Singapore food firms move muscle abroad, keep brains local
Mass production shifts to Malaysia as R&D and quality control stay put.
Singapore's food and beverage (F&B) manufacturing sector is keeping research, product development, and quality control at home even as more manufacturers move production to neighbouring countries to lower costs and improve supply chain resilience.
Ben Charoenwong, an associate professor of finance at INSEAD, said the changes represent a reorganisation of the value chain rather than a decline in Singapore's manufacturing base.
“That's value-chain fragmentation; this is what gave us huge economic gains from trade in the globalisation era,” he told Singapore Business Review.
Labour- and space-intensive production is moving overseas, whilst headquarters, branding, research and development, and quality control remain in Singapore.
Recent moves illustrate the shift. Asia Pacific Breweries (Singapore) Pte. Ltd. is transferring production to facilities in Malaysia and Vietnam under an import-based supply model.
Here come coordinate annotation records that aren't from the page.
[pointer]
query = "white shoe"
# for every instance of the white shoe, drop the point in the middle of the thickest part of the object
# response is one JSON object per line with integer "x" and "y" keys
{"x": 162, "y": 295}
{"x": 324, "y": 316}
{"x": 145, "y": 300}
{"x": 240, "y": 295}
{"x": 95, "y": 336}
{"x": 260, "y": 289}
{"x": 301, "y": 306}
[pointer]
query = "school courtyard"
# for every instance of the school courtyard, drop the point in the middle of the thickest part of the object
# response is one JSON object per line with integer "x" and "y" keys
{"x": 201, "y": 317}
Yeo Hiap Seng Ltd. has consolidated can manufacturing in Malaysia, whilst QAF Ltd. said its Gardenia bakery business would move production to Johor Bahru, with its Pandan Loop factory closing on 30 June.
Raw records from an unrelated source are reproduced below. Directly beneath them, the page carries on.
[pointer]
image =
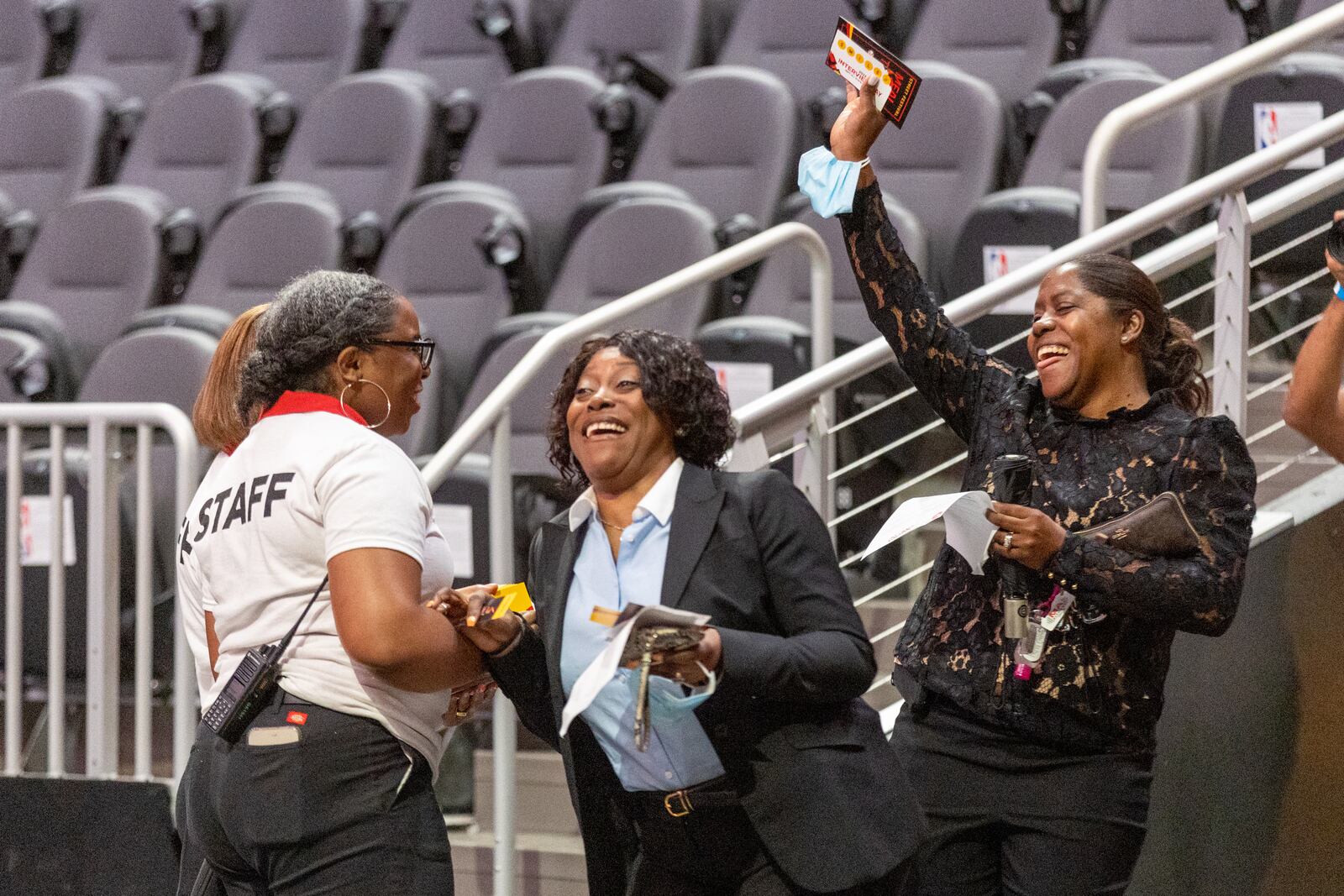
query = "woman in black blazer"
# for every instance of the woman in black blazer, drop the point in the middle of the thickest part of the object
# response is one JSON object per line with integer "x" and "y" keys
{"x": 780, "y": 781}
Le Jia Chong, CEO at FoodPlant Pte. Ltd., said manufacturers are responding to structural cost differences, market proximity, and the need for more resilient supply chains.
“High-volume manufacturing may be regionalised, but higher-value activities — product development, process design, and quality systems — continue to be anchored here,” she said in an emailed reply to questions.
Hugo Texier, a partner at Roland Berger Pte. Ltd., said Malaysia offers lower labour costs and more affordable industrial land, making it easier for manufacturers to expand production.
Singapore also faces structural challenges. Charoenwong said shorter industrial lease terms could discourage companies from making long-term automation investments because they face uncertainty over future rental costs.
Labour costs further widen the gap. Data from the Ministry of Manpower showed median monthly manufacturing wages reached $5,850 in 2024, compared with $788 (RM2,490) in Malaysia, according to the Department of Statistics Malaysia.
Texier expects more manufacturers to adopt dual-hub models over the next five years, keeping research, quality control, and commercial functions in Singapore whilst locating large-scale production elsewhere in the region.
Chong said Singapore's competitive advantage would increasingly lie in innovation, advanced food manufacturing, and technical expertise rather than mass production.
“Companies that manage this balance well — retaining control of capability while optimising production — will be best positioned for the next phase of growth,” she said.